Maybe Sheridan was trying to lighten the mood. Maybe he wanted to remind viewers that Yellowstone isn’t just tragedy—it’s also a celebration of cowboy culture. But timing is everything. And in the episode that should have been all setup, all tension, all emotional payoff… we got strip poker and rodeo highlights instead.
The finale itself managed to course-correct, delivering the kind of cathartic, tragic ending the show deserved. But Episode 13 remains a glaring blemish—a reminder that even the best storytellers can lose their way when ego gets in the driver’s seat.

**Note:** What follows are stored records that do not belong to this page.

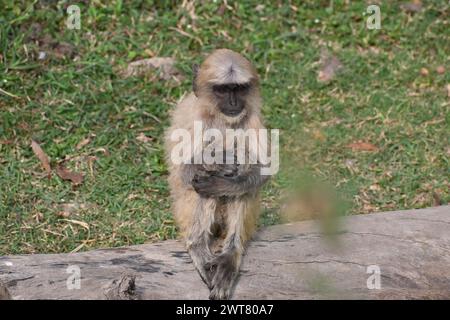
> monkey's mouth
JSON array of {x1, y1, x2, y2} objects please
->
[
  {"x1": 220, "y1": 108, "x2": 244, "y2": 117},
  {"x1": 222, "y1": 110, "x2": 242, "y2": 117}
]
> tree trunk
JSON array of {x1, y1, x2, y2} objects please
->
[{"x1": 0, "y1": 206, "x2": 450, "y2": 299}]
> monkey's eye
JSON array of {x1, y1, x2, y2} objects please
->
[
  {"x1": 237, "y1": 83, "x2": 250, "y2": 93},
  {"x1": 213, "y1": 85, "x2": 230, "y2": 95}
]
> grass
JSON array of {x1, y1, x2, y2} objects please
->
[{"x1": 0, "y1": 0, "x2": 450, "y2": 254}]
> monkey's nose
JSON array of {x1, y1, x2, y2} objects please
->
[{"x1": 230, "y1": 92, "x2": 237, "y2": 107}]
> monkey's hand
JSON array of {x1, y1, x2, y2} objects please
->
[
  {"x1": 191, "y1": 165, "x2": 269, "y2": 198},
  {"x1": 192, "y1": 173, "x2": 237, "y2": 198}
]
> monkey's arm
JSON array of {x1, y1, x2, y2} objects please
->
[{"x1": 191, "y1": 164, "x2": 269, "y2": 198}]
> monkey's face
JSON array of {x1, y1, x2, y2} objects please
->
[{"x1": 212, "y1": 83, "x2": 250, "y2": 117}]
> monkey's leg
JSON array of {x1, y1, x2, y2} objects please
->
[
  {"x1": 207, "y1": 199, "x2": 247, "y2": 300},
  {"x1": 186, "y1": 198, "x2": 216, "y2": 289}
]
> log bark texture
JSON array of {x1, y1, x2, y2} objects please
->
[{"x1": 0, "y1": 206, "x2": 450, "y2": 299}]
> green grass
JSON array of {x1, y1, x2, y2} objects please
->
[{"x1": 0, "y1": 0, "x2": 450, "y2": 254}]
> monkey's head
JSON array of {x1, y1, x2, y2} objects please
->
[{"x1": 193, "y1": 49, "x2": 260, "y2": 123}]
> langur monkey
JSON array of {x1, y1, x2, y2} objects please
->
[{"x1": 166, "y1": 49, "x2": 268, "y2": 299}]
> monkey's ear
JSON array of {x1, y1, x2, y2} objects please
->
[{"x1": 192, "y1": 63, "x2": 200, "y2": 96}]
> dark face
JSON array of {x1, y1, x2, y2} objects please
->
[{"x1": 212, "y1": 83, "x2": 250, "y2": 117}]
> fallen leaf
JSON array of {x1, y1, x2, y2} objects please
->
[
  {"x1": 436, "y1": 66, "x2": 445, "y2": 74},
  {"x1": 420, "y1": 68, "x2": 430, "y2": 77},
  {"x1": 56, "y1": 202, "x2": 87, "y2": 218},
  {"x1": 124, "y1": 57, "x2": 182, "y2": 80},
  {"x1": 346, "y1": 142, "x2": 378, "y2": 151},
  {"x1": 56, "y1": 164, "x2": 83, "y2": 186},
  {"x1": 317, "y1": 50, "x2": 342, "y2": 83},
  {"x1": 31, "y1": 140, "x2": 52, "y2": 178},
  {"x1": 61, "y1": 219, "x2": 89, "y2": 230},
  {"x1": 433, "y1": 192, "x2": 444, "y2": 207},
  {"x1": 75, "y1": 138, "x2": 91, "y2": 150},
  {"x1": 136, "y1": 132, "x2": 153, "y2": 143}
]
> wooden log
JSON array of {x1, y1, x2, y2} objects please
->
[{"x1": 0, "y1": 206, "x2": 450, "y2": 299}]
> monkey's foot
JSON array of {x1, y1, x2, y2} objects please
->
[
  {"x1": 189, "y1": 249, "x2": 214, "y2": 290},
  {"x1": 205, "y1": 253, "x2": 238, "y2": 300}
]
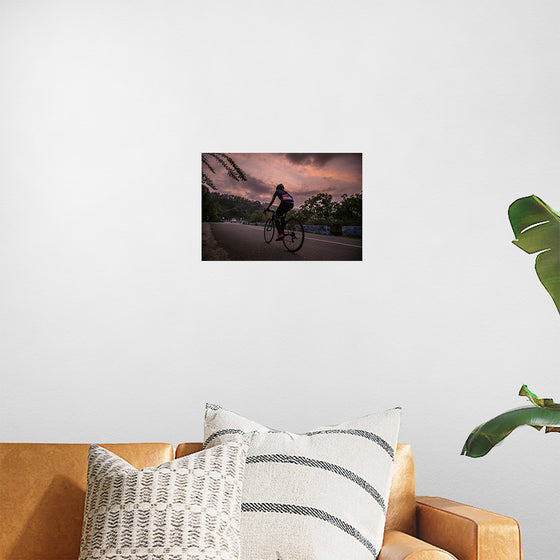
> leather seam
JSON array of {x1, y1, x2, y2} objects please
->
[{"x1": 416, "y1": 500, "x2": 522, "y2": 560}]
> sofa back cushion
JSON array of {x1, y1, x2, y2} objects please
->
[
  {"x1": 0, "y1": 443, "x2": 173, "y2": 560},
  {"x1": 175, "y1": 443, "x2": 416, "y2": 536}
]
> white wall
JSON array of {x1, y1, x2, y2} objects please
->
[{"x1": 0, "y1": 0, "x2": 560, "y2": 560}]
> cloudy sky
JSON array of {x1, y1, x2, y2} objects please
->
[{"x1": 203, "y1": 153, "x2": 362, "y2": 207}]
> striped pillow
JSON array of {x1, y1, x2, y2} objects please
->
[{"x1": 204, "y1": 404, "x2": 401, "y2": 560}]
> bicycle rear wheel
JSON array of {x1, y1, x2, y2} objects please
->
[
  {"x1": 282, "y1": 218, "x2": 305, "y2": 253},
  {"x1": 264, "y1": 218, "x2": 274, "y2": 243}
]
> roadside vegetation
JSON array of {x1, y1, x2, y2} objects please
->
[{"x1": 202, "y1": 185, "x2": 362, "y2": 235}]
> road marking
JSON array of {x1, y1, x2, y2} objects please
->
[{"x1": 304, "y1": 237, "x2": 362, "y2": 249}]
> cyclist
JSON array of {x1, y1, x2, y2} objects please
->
[{"x1": 266, "y1": 184, "x2": 294, "y2": 241}]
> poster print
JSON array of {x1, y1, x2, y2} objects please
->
[{"x1": 201, "y1": 152, "x2": 362, "y2": 261}]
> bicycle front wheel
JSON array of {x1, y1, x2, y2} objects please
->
[
  {"x1": 264, "y1": 218, "x2": 274, "y2": 243},
  {"x1": 282, "y1": 218, "x2": 305, "y2": 253}
]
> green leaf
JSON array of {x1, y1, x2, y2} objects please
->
[
  {"x1": 461, "y1": 406, "x2": 560, "y2": 457},
  {"x1": 519, "y1": 385, "x2": 560, "y2": 410},
  {"x1": 508, "y1": 195, "x2": 560, "y2": 313}
]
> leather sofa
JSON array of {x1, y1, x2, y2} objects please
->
[{"x1": 0, "y1": 443, "x2": 522, "y2": 560}]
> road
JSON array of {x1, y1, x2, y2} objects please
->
[{"x1": 202, "y1": 222, "x2": 362, "y2": 261}]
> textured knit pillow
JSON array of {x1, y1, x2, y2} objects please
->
[
  {"x1": 80, "y1": 441, "x2": 247, "y2": 560},
  {"x1": 204, "y1": 405, "x2": 401, "y2": 560}
]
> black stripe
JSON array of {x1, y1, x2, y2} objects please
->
[
  {"x1": 247, "y1": 454, "x2": 387, "y2": 514},
  {"x1": 303, "y1": 429, "x2": 395, "y2": 459},
  {"x1": 241, "y1": 502, "x2": 377, "y2": 558},
  {"x1": 203, "y1": 429, "x2": 395, "y2": 460},
  {"x1": 202, "y1": 428, "x2": 247, "y2": 449}
]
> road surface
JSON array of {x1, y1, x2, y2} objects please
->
[{"x1": 202, "y1": 222, "x2": 362, "y2": 261}]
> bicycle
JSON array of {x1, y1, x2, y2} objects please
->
[{"x1": 264, "y1": 210, "x2": 305, "y2": 253}]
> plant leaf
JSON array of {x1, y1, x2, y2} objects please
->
[
  {"x1": 519, "y1": 385, "x2": 560, "y2": 410},
  {"x1": 461, "y1": 406, "x2": 560, "y2": 457},
  {"x1": 508, "y1": 195, "x2": 560, "y2": 313}
]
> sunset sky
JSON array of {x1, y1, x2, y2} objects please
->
[{"x1": 203, "y1": 153, "x2": 362, "y2": 207}]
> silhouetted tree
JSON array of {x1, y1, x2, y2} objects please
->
[{"x1": 202, "y1": 154, "x2": 247, "y2": 190}]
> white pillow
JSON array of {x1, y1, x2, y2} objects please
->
[
  {"x1": 80, "y1": 441, "x2": 247, "y2": 560},
  {"x1": 204, "y1": 405, "x2": 401, "y2": 560}
]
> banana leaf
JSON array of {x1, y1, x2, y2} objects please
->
[
  {"x1": 508, "y1": 195, "x2": 560, "y2": 313},
  {"x1": 461, "y1": 385, "x2": 560, "y2": 457}
]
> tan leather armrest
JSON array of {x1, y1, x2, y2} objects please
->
[
  {"x1": 378, "y1": 531, "x2": 456, "y2": 560},
  {"x1": 416, "y1": 496, "x2": 522, "y2": 560}
]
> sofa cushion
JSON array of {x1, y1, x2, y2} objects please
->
[
  {"x1": 0, "y1": 443, "x2": 173, "y2": 560},
  {"x1": 204, "y1": 405, "x2": 401, "y2": 560},
  {"x1": 80, "y1": 441, "x2": 247, "y2": 560}
]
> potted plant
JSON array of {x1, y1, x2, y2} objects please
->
[{"x1": 461, "y1": 195, "x2": 560, "y2": 457}]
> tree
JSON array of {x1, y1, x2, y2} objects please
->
[
  {"x1": 333, "y1": 193, "x2": 362, "y2": 226},
  {"x1": 202, "y1": 154, "x2": 247, "y2": 190},
  {"x1": 299, "y1": 193, "x2": 334, "y2": 223}
]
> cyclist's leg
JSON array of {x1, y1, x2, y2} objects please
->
[
  {"x1": 282, "y1": 201, "x2": 294, "y2": 233},
  {"x1": 275, "y1": 201, "x2": 288, "y2": 235}
]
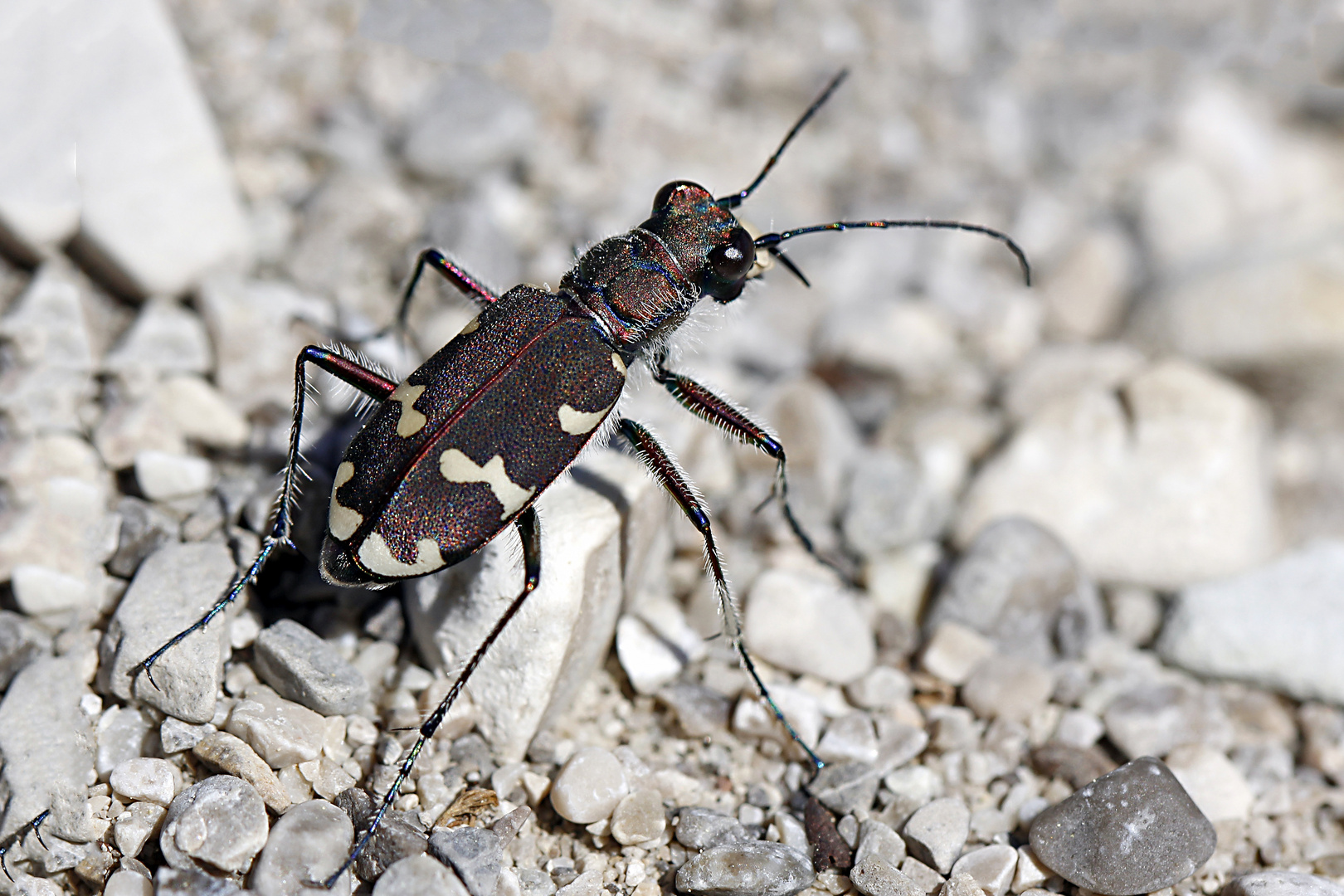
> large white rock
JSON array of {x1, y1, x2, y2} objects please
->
[
  {"x1": 956, "y1": 360, "x2": 1275, "y2": 588},
  {"x1": 1157, "y1": 542, "x2": 1344, "y2": 703},
  {"x1": 406, "y1": 478, "x2": 622, "y2": 762},
  {"x1": 0, "y1": 0, "x2": 249, "y2": 295}
]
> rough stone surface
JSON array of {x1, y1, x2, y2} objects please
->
[
  {"x1": 1157, "y1": 542, "x2": 1344, "y2": 703},
  {"x1": 957, "y1": 360, "x2": 1274, "y2": 588},
  {"x1": 900, "y1": 796, "x2": 971, "y2": 874},
  {"x1": 249, "y1": 799, "x2": 355, "y2": 896},
  {"x1": 406, "y1": 481, "x2": 622, "y2": 762},
  {"x1": 253, "y1": 619, "x2": 368, "y2": 716},
  {"x1": 373, "y1": 853, "x2": 468, "y2": 896},
  {"x1": 1031, "y1": 757, "x2": 1216, "y2": 896},
  {"x1": 98, "y1": 542, "x2": 236, "y2": 724},
  {"x1": 676, "y1": 840, "x2": 816, "y2": 896},
  {"x1": 0, "y1": 651, "x2": 94, "y2": 837},
  {"x1": 925, "y1": 517, "x2": 1105, "y2": 658},
  {"x1": 742, "y1": 570, "x2": 875, "y2": 684},
  {"x1": 158, "y1": 775, "x2": 269, "y2": 872},
  {"x1": 551, "y1": 747, "x2": 629, "y2": 825}
]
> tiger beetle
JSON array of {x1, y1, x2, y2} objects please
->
[{"x1": 134, "y1": 71, "x2": 1031, "y2": 887}]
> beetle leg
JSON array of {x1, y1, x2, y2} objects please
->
[
  {"x1": 653, "y1": 358, "x2": 854, "y2": 582},
  {"x1": 139, "y1": 345, "x2": 397, "y2": 688},
  {"x1": 324, "y1": 506, "x2": 542, "y2": 889},
  {"x1": 621, "y1": 418, "x2": 825, "y2": 768}
]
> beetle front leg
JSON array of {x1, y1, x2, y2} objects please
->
[
  {"x1": 653, "y1": 358, "x2": 852, "y2": 582},
  {"x1": 324, "y1": 506, "x2": 542, "y2": 889},
  {"x1": 621, "y1": 418, "x2": 825, "y2": 768},
  {"x1": 139, "y1": 345, "x2": 397, "y2": 688}
]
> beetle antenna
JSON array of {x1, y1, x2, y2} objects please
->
[
  {"x1": 755, "y1": 219, "x2": 1031, "y2": 286},
  {"x1": 713, "y1": 69, "x2": 850, "y2": 209}
]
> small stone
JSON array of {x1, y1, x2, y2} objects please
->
[
  {"x1": 249, "y1": 799, "x2": 355, "y2": 896},
  {"x1": 961, "y1": 655, "x2": 1055, "y2": 723},
  {"x1": 108, "y1": 757, "x2": 182, "y2": 806},
  {"x1": 925, "y1": 517, "x2": 1105, "y2": 663},
  {"x1": 1223, "y1": 869, "x2": 1344, "y2": 896},
  {"x1": 114, "y1": 802, "x2": 168, "y2": 859},
  {"x1": 854, "y1": 818, "x2": 906, "y2": 868},
  {"x1": 902, "y1": 796, "x2": 971, "y2": 874},
  {"x1": 844, "y1": 666, "x2": 913, "y2": 709},
  {"x1": 373, "y1": 853, "x2": 470, "y2": 896},
  {"x1": 98, "y1": 542, "x2": 236, "y2": 724},
  {"x1": 676, "y1": 840, "x2": 816, "y2": 896},
  {"x1": 136, "y1": 449, "x2": 215, "y2": 501},
  {"x1": 919, "y1": 622, "x2": 995, "y2": 685},
  {"x1": 225, "y1": 688, "x2": 327, "y2": 768},
  {"x1": 742, "y1": 570, "x2": 876, "y2": 684},
  {"x1": 1031, "y1": 757, "x2": 1216, "y2": 896},
  {"x1": 158, "y1": 716, "x2": 215, "y2": 757},
  {"x1": 900, "y1": 855, "x2": 945, "y2": 894},
  {"x1": 674, "y1": 806, "x2": 752, "y2": 849},
  {"x1": 429, "y1": 825, "x2": 504, "y2": 896},
  {"x1": 952, "y1": 844, "x2": 1017, "y2": 896},
  {"x1": 1166, "y1": 744, "x2": 1255, "y2": 825},
  {"x1": 551, "y1": 747, "x2": 629, "y2": 825},
  {"x1": 158, "y1": 775, "x2": 269, "y2": 872},
  {"x1": 611, "y1": 790, "x2": 668, "y2": 846},
  {"x1": 191, "y1": 731, "x2": 290, "y2": 813},
  {"x1": 253, "y1": 619, "x2": 370, "y2": 716},
  {"x1": 850, "y1": 855, "x2": 925, "y2": 896}
]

Why Yellowstone Season 5 Still Matters Despite the Missteps
Kevin Costner’s Exit Was Messy, But the Show Adapted
John Dutton’s off-screen death was jarring, but Sheridan pivoted by focusing on Beth and Kayce’s revenge plot, turning the season into a family tragedy rather than a political drama.
Episode 13 Wasted Precious Time on a Side Character
The penultimate episode devoted far too much screen time to Travis Wheatley’s rodeo skills and strip poker prowess, distracting from the Duttons’ emotional stakes.
The Strip Poker Scene Was Peak Vanity
Watching Sheridan’s character dominate a poker game with supermodel Bella Hadid while the Duttons’ world crumbled felt tone-deaf and self-indulgent.
Season 5 Had More Episodes Than Story
With 14 episodes instead of the usual 9 to 10, the season felt padded—and Episode 13’s filler-heavy focus on Travis proved it.
The Finale Saved the Season
Despite the missteps, Yellowstone‘s series finale delivered the emotional payoff fans deserved, cementing the show’s legacy even as Episode 13 remains a frustrating detour.
FAQ
Was Episode 13 really worse than Kevin Costner’s exit?
In some ways, yes. Costner’s departure was ugly and rushed, but at least it was addressed head-on. Episode 13’s vanity detour felt like a waste of precious narrative real estate in a penultimate episode that should have been laser-focused on the Duttons.
Why did Taylor Sheridan prioritize his own character in Episode 13?
Hard to say. Maybe he felt the season needed lighter moments. Maybe he wanted to showcase his rodeo skills. But placing that much Travis screen time in the penultimate episode suggests a loss of narrative priorities—or an ego that got in the way of better judgment.
Does Episode 13 ruin the entire season?
No. The finale course-corrects, and the Beth/Kayce revenge plot remains compelling throughout. But Episode 13 is a glaring misstep that’s hard to ignore, especially for a show that had been so tightly constructed up to that point.
Is Yellowstone still worth watching despite the Season 5 issues?
Absolutely. The show at its best is Shakespearean, brutal, and emotionally devastating. Episode 13 is a frustrating detour, but the series as a whole remains one of the most compelling family dramas in recent TV history.